A gritty realism dominates most of Urchin’s runtime, but when Dickinson finally makes his camera do something different with unannounced departures from reality, it’s difficult to grasp his intent. While Mike takes a shower in his temporary housing, the camera starts to circle the drain (yes), and takes the viewer down the pipes into a trippy CGI-rendered underworld that at times resembles the depths of space and in others DNA under a microscope. The intent is, once again, largely unclear, though when the camera emerges from this non-place and reveals a mossy rock and tunnel-like cave, at the end of which we see Mike looking out into the light, one can faintly grasp at Dickinson’s attempt at representing Mike’s subconscious.

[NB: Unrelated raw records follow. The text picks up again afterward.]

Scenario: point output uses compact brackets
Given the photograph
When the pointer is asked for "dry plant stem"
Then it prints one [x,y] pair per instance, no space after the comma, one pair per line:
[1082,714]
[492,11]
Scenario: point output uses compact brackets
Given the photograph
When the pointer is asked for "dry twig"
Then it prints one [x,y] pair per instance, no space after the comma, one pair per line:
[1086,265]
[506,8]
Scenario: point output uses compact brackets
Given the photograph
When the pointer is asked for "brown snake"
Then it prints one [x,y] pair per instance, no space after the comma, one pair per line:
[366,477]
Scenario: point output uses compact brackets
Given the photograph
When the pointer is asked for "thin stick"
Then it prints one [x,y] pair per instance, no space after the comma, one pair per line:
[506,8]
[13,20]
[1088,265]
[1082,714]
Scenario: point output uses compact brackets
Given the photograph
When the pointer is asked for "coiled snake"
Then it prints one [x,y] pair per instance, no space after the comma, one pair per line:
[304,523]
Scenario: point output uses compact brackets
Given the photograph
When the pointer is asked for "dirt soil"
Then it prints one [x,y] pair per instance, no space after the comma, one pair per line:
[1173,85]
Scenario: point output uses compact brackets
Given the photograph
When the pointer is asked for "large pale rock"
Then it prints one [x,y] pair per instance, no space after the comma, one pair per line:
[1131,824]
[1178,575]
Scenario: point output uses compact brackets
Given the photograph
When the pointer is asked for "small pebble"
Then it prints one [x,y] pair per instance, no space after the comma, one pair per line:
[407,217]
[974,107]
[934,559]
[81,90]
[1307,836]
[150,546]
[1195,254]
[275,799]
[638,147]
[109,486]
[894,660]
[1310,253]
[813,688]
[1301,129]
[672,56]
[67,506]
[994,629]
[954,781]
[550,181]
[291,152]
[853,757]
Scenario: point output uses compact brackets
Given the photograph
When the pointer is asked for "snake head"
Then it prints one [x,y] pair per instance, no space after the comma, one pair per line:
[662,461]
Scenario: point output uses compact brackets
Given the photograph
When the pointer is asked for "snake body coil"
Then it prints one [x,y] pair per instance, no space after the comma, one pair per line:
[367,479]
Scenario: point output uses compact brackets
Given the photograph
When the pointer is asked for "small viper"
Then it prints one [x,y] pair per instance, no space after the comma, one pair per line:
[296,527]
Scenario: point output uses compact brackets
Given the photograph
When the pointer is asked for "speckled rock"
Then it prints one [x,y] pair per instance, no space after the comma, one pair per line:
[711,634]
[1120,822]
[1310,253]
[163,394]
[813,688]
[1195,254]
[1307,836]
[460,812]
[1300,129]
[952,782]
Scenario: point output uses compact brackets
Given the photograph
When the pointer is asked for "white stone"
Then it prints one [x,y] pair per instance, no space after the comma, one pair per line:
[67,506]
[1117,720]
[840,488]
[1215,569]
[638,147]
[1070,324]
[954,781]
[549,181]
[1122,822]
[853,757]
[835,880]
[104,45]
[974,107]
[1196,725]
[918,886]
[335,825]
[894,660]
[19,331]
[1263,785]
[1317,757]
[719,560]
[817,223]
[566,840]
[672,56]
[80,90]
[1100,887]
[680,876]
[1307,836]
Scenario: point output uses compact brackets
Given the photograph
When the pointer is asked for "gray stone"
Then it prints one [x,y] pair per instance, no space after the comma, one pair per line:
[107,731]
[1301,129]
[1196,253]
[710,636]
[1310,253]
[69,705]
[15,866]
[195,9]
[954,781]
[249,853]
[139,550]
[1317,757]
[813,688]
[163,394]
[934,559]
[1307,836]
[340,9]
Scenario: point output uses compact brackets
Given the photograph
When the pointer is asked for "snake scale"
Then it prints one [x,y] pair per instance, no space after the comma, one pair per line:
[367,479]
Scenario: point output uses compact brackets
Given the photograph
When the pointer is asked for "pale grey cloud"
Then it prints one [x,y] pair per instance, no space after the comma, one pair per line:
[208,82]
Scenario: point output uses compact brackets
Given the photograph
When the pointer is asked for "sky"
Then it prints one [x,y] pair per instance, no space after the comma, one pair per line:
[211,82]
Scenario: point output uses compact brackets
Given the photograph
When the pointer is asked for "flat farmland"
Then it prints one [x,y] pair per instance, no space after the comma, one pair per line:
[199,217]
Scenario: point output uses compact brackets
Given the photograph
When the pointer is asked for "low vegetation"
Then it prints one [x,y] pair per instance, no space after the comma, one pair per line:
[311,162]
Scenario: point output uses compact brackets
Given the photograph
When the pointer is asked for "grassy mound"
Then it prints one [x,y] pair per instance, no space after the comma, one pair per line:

Urchin is never fully committed to the grit, marginality, or momentous pulse, respectively, of its most obvious influences. There are additional flights of fancy, fueled by Mike’s worsening drug addiction, that remove him from his increasingly grim circumstances; a memory-jolting trip to a performance art show and a hallucination involving a street violinist and a church are among a few that establish Mike’s tether to reality, and regular society, as rapidly weakening. But Dickinson seems unprepared, or unwilling, to express much about the real world beyond the fact that Mike’s life is miserable; unable to draw connections, other than the most cursory, between his decline and the inadequacies of the UK’s social safety net. In a new era of austerity in British society, it’s unfortunate Dickinson doesn’t find a way to let it play a larger role in this film. Dickinson is not yet 29 years old and, like almost all first-time directors, is still finding a point of view, so one wants to afford him grace in this regard. At his best, he’s shown he’s a capable stylist, albeit one lacking a clearly defined purpose in Urchin.
Published as part of Cannes Film Festival 2025 — Dispatch 3.